Comprehensive transcriptomic analysis and machine learning reveal unique gene expression profiles in patients with immune-mediated necrotizing myopathy

Hongjiang Liu; Lin Deng; Yixue Guo; Huan Liu; Bo Chen; Jiaqian Zhang; Jingjing Ran; Geng Yin; Qibing Xie

doi:10.1002/jgm.3598

Comprehensive transcriptomic analysis and machine learning reveal unique gene expression profiles in patients with immune-mediated necrotizing myopathy

J Gene Med. 2024 Jan;26(1):e3598. doi: 10.1002/jgm.3598. Epub 2023 Sep 25.

Authors

Hongjiang Liu¹, Lin Deng², Yixue Guo³, Huan Liu¹, Bo Chen¹, Jiaqian Zhang¹, Jingjing Ran¹, Geng Yin⁴, Qibing Xie¹

Affiliations

¹ Department of Rheumatology and Immunology, West China Hospital, Sichuan University, Chengdu, China.
² National Key Laboratory of Fundamental Science on Synthetic Vision, Sichuan University, Chengdu, China.
³ Department of Laboratory Medicine, West China Hospital, Sichuan University, Chengdu, China.
⁴ Health Management Center, General Practice Medical Center, West China Hospital, Sichuan University, Chengdu, China.

PMID: 37743820
DOI: 10.1002/jgm.3598

Abstract

Background: Immune-mediated necrotizing myopathy (IMNM) is an autoimmune myopathy characterized by severe proximal weakness and muscle fiber necrosis, yet its pathogenesis remains unclear. So far, there are few bioinformatics studies on underlying pathogenic genes and infiltrating immune cell profiles of IMNM. Therefore, we aimed to characterize differentially expressed genes (DEGs) and infiltrating cells in IMNM muscle biopsy specimens, which may be useful for elucidating the pathogenesis of IMNM.

Methods: Three datasets (GSE39454, GSE48280 and GSE128470) of gene expression profiling related to IMNM were obtained from the Gene Expression Omnibus database. Data were normalized, and DEG analysis was performed using the limma package. Gene Ontology (GO) and Kyoto Encyclopedia of Genes and Genomes (KEGG) enrichment analyses of DEGs were performed using clusterProfiler. The CIBERSORT algorithm was performed to identify infiltrating cells. Machine learning algorithm and gene set enrichment analysis (GSEA) were performed to find distinctive gene signatures and the underlying signaling pathways of IMNM.

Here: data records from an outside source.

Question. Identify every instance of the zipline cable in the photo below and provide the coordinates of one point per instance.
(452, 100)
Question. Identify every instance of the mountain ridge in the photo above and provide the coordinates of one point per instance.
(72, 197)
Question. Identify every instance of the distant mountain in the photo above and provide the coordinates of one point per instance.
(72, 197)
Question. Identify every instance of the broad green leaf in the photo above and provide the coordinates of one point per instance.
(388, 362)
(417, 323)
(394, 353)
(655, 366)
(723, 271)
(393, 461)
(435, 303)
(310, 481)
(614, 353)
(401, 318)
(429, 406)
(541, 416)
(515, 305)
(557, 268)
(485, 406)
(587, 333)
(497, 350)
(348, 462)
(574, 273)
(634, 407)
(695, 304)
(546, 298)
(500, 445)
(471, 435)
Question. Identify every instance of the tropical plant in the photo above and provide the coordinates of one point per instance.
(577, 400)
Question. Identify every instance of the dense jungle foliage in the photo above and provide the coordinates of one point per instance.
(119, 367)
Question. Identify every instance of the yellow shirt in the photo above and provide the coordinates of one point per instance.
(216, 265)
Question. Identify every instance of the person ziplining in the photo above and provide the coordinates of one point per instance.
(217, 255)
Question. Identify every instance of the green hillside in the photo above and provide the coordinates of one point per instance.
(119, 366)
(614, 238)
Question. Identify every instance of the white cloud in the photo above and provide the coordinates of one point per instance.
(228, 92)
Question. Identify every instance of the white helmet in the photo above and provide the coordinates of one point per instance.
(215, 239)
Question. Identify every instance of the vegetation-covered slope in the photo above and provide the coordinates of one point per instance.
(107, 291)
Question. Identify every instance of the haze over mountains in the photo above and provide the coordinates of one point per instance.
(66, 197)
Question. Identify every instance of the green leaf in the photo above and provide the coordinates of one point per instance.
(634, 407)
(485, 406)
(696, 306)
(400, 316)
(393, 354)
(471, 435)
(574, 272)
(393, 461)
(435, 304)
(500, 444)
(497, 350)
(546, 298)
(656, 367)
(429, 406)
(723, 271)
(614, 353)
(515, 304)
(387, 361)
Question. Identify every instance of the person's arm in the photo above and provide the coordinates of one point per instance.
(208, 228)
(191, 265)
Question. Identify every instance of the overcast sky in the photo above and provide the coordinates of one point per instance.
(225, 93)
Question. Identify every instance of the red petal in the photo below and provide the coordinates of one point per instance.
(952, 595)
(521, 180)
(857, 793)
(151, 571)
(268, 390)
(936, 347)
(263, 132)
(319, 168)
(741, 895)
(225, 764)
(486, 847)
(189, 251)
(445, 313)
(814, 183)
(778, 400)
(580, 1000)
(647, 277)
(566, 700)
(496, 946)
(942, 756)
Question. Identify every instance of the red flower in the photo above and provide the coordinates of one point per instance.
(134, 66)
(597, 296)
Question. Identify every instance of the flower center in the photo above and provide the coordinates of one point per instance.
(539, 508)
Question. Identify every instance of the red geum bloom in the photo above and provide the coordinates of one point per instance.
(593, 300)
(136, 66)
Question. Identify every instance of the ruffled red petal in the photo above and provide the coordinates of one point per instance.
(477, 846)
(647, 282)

Results: DEG analysis identified upregulated and downregulated in IMNM muscle compared to the gene expression levels of other groups. GO and KEGG analysis showed that the pathogenesis of IMNM was notable for the under-representation of pathways that were important in dermatomyositis and inclusion body myositis. Three immune cells (M2 macrophages, resting dendritic cells and resting natural killer cells) with differential infiltration and five key genes (NDUFAF7, POLR2J, CD99, ARF5 and SKAP2) in patients with IMNM were identified through the CIBERSORT and machine learning algorithm. The GSEA results revealed that the key genes were remarkably enriched in diverse immunological and muscle metabolism-related pathways.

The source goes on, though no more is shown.